Excessive Sweating - Complete Guide to Causes, Treatments & Diagnosis

Did you know that about 1% to 2% of the world's population suffers from excessive sweating (hyperhidrosis). With this site there is thorough, comprehensive, and up to date information for excessive sweating, its causes, best treatments, commonly asked questions and much more. Excessive sweating, or as its known in medical literature as hyperhidrosis, is a clinical condition where parts of the body are sweating beyond the bodies physiological needs.

Symptoms of hyperhidrosis:

The typical presentation of excessive hand sweating or foot sweating is the uncontrolled appearance of sweat. It can happen at any time without any identified reason. Usually patients do not have these problems while sleeping but during their normal daily hours it can happen. It can affect people negatively in functional and social settings. Obviously the sweating levels are different from one patient to another but none the less the affects can be significant to those affected.
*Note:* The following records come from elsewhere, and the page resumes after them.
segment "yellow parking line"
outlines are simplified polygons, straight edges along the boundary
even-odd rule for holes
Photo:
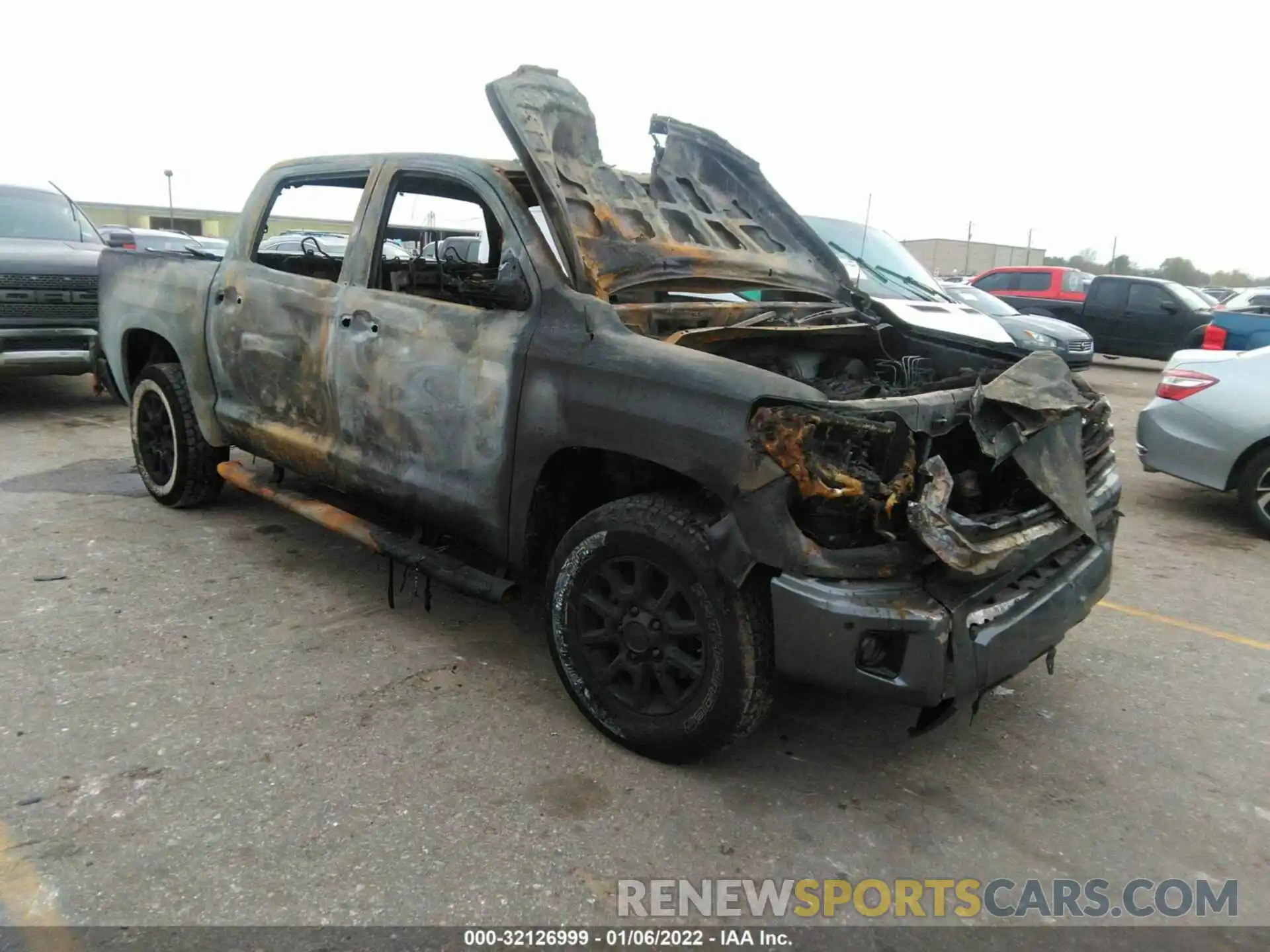
[[[1134,618],[1146,618],[1148,622],[1160,622],[1161,625],[1170,625],[1173,628],[1196,631],[1200,635],[1208,635],[1210,638],[1222,638],[1223,641],[1233,641],[1236,645],[1243,645],[1245,647],[1260,647],[1262,651],[1270,651],[1270,641],[1257,641],[1256,638],[1246,638],[1242,635],[1231,635],[1228,631],[1218,631],[1217,628],[1195,625],[1195,622],[1182,621],[1181,618],[1170,618],[1167,614],[1143,612],[1140,608],[1118,605],[1115,602],[1099,602],[1099,608],[1110,608],[1113,612],[1132,614]]]
[[[8,916],[6,925],[28,929],[23,938],[32,952],[79,952],[79,942],[57,911],[48,887],[36,867],[18,854],[18,845],[0,823],[0,905]]]

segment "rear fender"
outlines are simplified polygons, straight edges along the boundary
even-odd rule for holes
[[[216,421],[216,388],[207,363],[203,326],[218,261],[178,254],[107,249],[100,259],[99,340],[123,395],[136,385],[128,374],[124,341],[149,331],[163,338],[180,362],[194,419],[212,446],[229,439]]]

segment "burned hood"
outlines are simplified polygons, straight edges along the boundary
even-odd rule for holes
[[[522,66],[485,91],[580,291],[740,286],[855,302],[837,255],[714,132],[654,116],[644,180],[605,162],[585,98],[555,70]]]

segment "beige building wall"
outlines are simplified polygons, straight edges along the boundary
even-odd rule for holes
[[[1012,264],[1044,264],[1044,248],[1025,245],[992,245],[987,241],[958,239],[917,239],[900,242],[925,268],[936,277],[951,274],[978,274],[989,268]],[[968,254],[969,251],[969,254]]]
[[[168,207],[149,204],[119,204],[116,202],[80,202],[89,220],[97,226],[123,225],[130,228],[166,228]],[[207,235],[210,237],[227,239],[237,227],[237,212],[220,212],[208,208],[182,208],[175,207],[171,215],[177,220],[177,227],[182,222],[187,223],[184,231],[190,235]],[[197,223],[198,227],[194,227]],[[331,221],[324,218],[274,218],[271,222],[269,234],[276,235],[287,230],[305,231],[342,231],[351,232],[353,222]]]

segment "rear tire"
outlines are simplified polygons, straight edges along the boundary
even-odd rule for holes
[[[771,609],[714,567],[697,506],[618,499],[565,533],[547,571],[547,645],[569,697],[618,744],[697,760],[771,711]]]
[[[180,364],[146,367],[130,402],[132,454],[150,495],[177,509],[216,499],[224,485],[216,466],[230,451],[203,439]]]
[[[1257,452],[1240,473],[1240,506],[1253,528],[1270,538],[1270,447]]]

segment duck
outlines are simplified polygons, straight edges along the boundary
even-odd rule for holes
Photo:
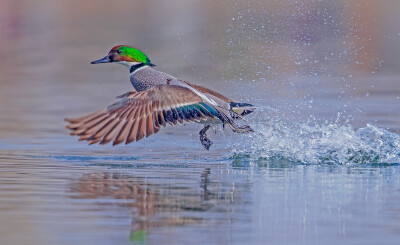
[[[234,101],[209,88],[189,83],[154,69],[154,64],[139,49],[127,45],[113,47],[108,54],[91,64],[117,63],[129,68],[133,90],[118,96],[103,109],[79,118],[66,118],[71,135],[89,144],[118,145],[139,141],[166,125],[195,122],[203,124],[199,132],[202,146],[209,150],[213,142],[207,131],[225,125],[235,133],[250,133],[249,125],[235,121],[256,107]]]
There is no connection between being anxious or active because this condition can happen at times when the person is not active or anxious. This represents the autonomous nature of the sympathetic nervous system which is an involuntary one compared to the motoric or sensory nervous systems which are voluntary systems.
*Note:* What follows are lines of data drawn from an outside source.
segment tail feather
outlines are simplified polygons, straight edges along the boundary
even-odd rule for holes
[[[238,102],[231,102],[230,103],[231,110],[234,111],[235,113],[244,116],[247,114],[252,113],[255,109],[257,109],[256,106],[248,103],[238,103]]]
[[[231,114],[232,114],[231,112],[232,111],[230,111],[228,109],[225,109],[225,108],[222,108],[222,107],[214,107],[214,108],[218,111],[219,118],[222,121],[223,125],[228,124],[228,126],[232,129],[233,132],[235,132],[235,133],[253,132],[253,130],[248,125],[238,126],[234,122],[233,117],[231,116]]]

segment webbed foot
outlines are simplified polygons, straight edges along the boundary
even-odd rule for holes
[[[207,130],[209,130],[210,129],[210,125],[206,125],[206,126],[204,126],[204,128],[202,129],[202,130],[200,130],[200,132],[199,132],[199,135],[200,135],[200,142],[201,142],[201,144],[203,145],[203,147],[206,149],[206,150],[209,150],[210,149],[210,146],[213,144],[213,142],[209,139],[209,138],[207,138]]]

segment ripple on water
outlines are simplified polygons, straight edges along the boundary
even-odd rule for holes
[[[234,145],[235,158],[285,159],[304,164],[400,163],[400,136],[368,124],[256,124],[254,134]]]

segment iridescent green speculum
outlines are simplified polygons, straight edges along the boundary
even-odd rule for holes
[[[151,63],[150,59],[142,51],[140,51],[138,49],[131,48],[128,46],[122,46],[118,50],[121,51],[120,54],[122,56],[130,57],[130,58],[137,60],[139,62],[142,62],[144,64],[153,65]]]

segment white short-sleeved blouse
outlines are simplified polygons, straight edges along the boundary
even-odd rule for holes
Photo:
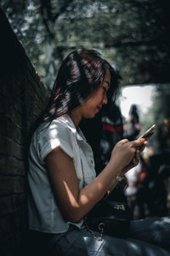
[[[30,146],[28,182],[29,228],[47,233],[63,233],[69,229],[70,222],[64,219],[50,186],[44,158],[60,146],[73,159],[79,188],[95,177],[94,154],[91,147],[68,114],[50,123],[42,123],[35,131]],[[83,221],[72,224],[81,228]]]

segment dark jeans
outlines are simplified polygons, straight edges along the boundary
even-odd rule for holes
[[[99,241],[87,229],[71,225],[54,235],[48,247],[48,256],[170,256],[170,217],[132,221],[128,239],[104,235]]]

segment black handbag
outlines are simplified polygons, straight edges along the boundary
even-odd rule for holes
[[[85,217],[88,229],[103,234],[127,238],[129,233],[131,212],[125,202],[116,202],[103,198]]]
[[[83,177],[82,187],[84,188],[85,178],[82,163],[82,171]],[[112,193],[114,192],[112,191]],[[130,208],[125,202],[110,201],[110,195],[106,195],[84,218],[87,229],[92,233],[94,238],[98,238],[99,240],[102,240],[103,234],[120,238],[128,236],[131,220]],[[92,230],[99,231],[100,237],[96,237]]]

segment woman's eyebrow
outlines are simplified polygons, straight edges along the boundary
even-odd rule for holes
[[[107,84],[108,87],[110,87],[110,83],[108,81],[105,81]]]

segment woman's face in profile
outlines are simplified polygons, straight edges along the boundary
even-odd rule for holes
[[[106,70],[102,84],[92,91],[84,102],[80,106],[80,111],[82,118],[94,118],[102,108],[102,106],[104,104],[107,104],[107,91],[110,84],[110,73],[109,70]]]

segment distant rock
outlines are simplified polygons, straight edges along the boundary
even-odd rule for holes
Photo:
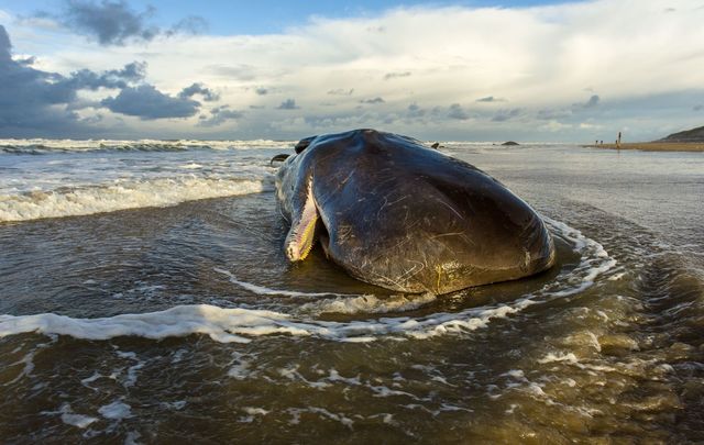
[[[704,142],[704,126],[672,133],[671,135],[656,142]]]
Causes of Excessive Sweating (Hyperhidrosis):

It is commonly an inherited condition and can affect those who suffer from it on a social, functional, and emotional level. The good news is, there are several different ways to combat excessive sweating with varying levels of effectiveness depending on the severity of the excessive sweating problem. Use the list of links on the left to cover all relevant topics ranging from hand sweating to armpit sweating.

The very basic explanation for excessive sweating is that a segment of the sympathetic nervous system is responsible for this presentation. What is the sympathetic chain you may ask? This is an autonomous part of the nervous system on which we have no control. The autonomous nervous system has two parts to it, the sympathetic and the parasympathetic. Those systems affect blood pressure, heart rate, anxiety level and many other functions. Commonly affected areas of the body are the hands (sweaty hands - palmar), feet (sweaty feet - plantar), and armpits (axillary). The armpits and face represent a smaller groups of patients.
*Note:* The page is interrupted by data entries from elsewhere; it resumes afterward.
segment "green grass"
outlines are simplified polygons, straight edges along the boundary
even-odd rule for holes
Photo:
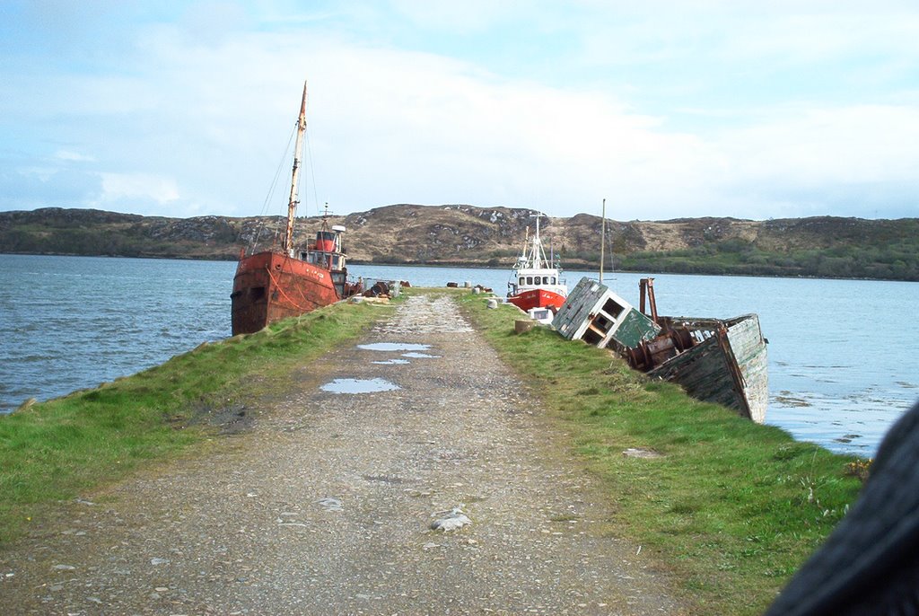
[[[857,496],[853,458],[649,382],[546,328],[517,336],[512,307],[488,310],[472,295],[464,306],[604,482],[617,512],[608,533],[670,570],[698,613],[761,613]],[[663,457],[627,458],[630,447]]]
[[[298,366],[357,337],[391,309],[335,304],[251,336],[201,345],[97,389],[0,416],[0,544],[57,501],[139,464],[198,450],[225,409],[283,388]]]

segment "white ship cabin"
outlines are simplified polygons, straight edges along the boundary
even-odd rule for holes
[[[332,231],[317,231],[316,241],[301,251],[301,260],[323,269],[344,269],[346,257],[342,248],[343,233],[345,227],[340,224],[333,224]]]
[[[568,293],[568,287],[565,285],[565,281],[559,278],[559,270],[554,268],[517,269],[515,271],[511,281],[507,283],[507,286],[509,287],[511,295],[516,295],[530,289],[551,291],[561,295]]]

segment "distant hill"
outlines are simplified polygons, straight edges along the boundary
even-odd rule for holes
[[[510,268],[523,247],[531,210],[471,205],[388,205],[330,217],[347,228],[352,261]],[[686,218],[607,221],[615,267],[644,272],[819,276],[919,280],[919,219],[747,221]],[[318,218],[298,219],[305,243]],[[267,246],[279,217],[163,218],[45,208],[0,212],[0,252],[235,259],[256,239]],[[567,268],[596,268],[601,220],[549,218],[543,239]],[[607,253],[608,254],[608,253]]]

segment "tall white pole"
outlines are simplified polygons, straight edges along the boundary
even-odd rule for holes
[[[306,132],[306,82],[303,82],[303,101],[300,104],[300,118],[297,120],[297,145],[293,154],[293,174],[290,177],[290,200],[288,201],[288,226],[281,246],[293,257],[293,221],[297,216],[297,182],[300,178],[300,158],[303,150],[303,133]]]
[[[607,200],[603,200],[603,222],[600,223],[600,284],[603,284],[603,251],[607,245]]]

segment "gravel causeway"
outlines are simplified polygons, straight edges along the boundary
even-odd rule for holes
[[[408,298],[266,404],[0,553],[0,610],[687,611],[448,296]]]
Treatment of Hyperhidrosis:

Different methods have been used to treat excessive sweating such as herbal medications, different oral medications, lotions, and injections of botox. All of the above had limited success and if successful only for a limited periods of time. Dr. Reisfeld based in Los Angeles at The Center for Hyperhidrosis is probably the most experienced surgeons in the U.S. that offers the most in depth site on the surgical solutions.

At present there are a few good surgical options for the treatment of excessive hand sweating. The most well-known surgical procedure is something called ETS which stands for Endoscopic Thoracic Sympathectomy. With this method the specialized surgeon enters the thoracic cavity and disrupts the sympathetic chain responsible for excessive hand sweating. This is an outpatient procedure and the patient can go home the same day. The success rate is around 98-99% for excessive hand sweating.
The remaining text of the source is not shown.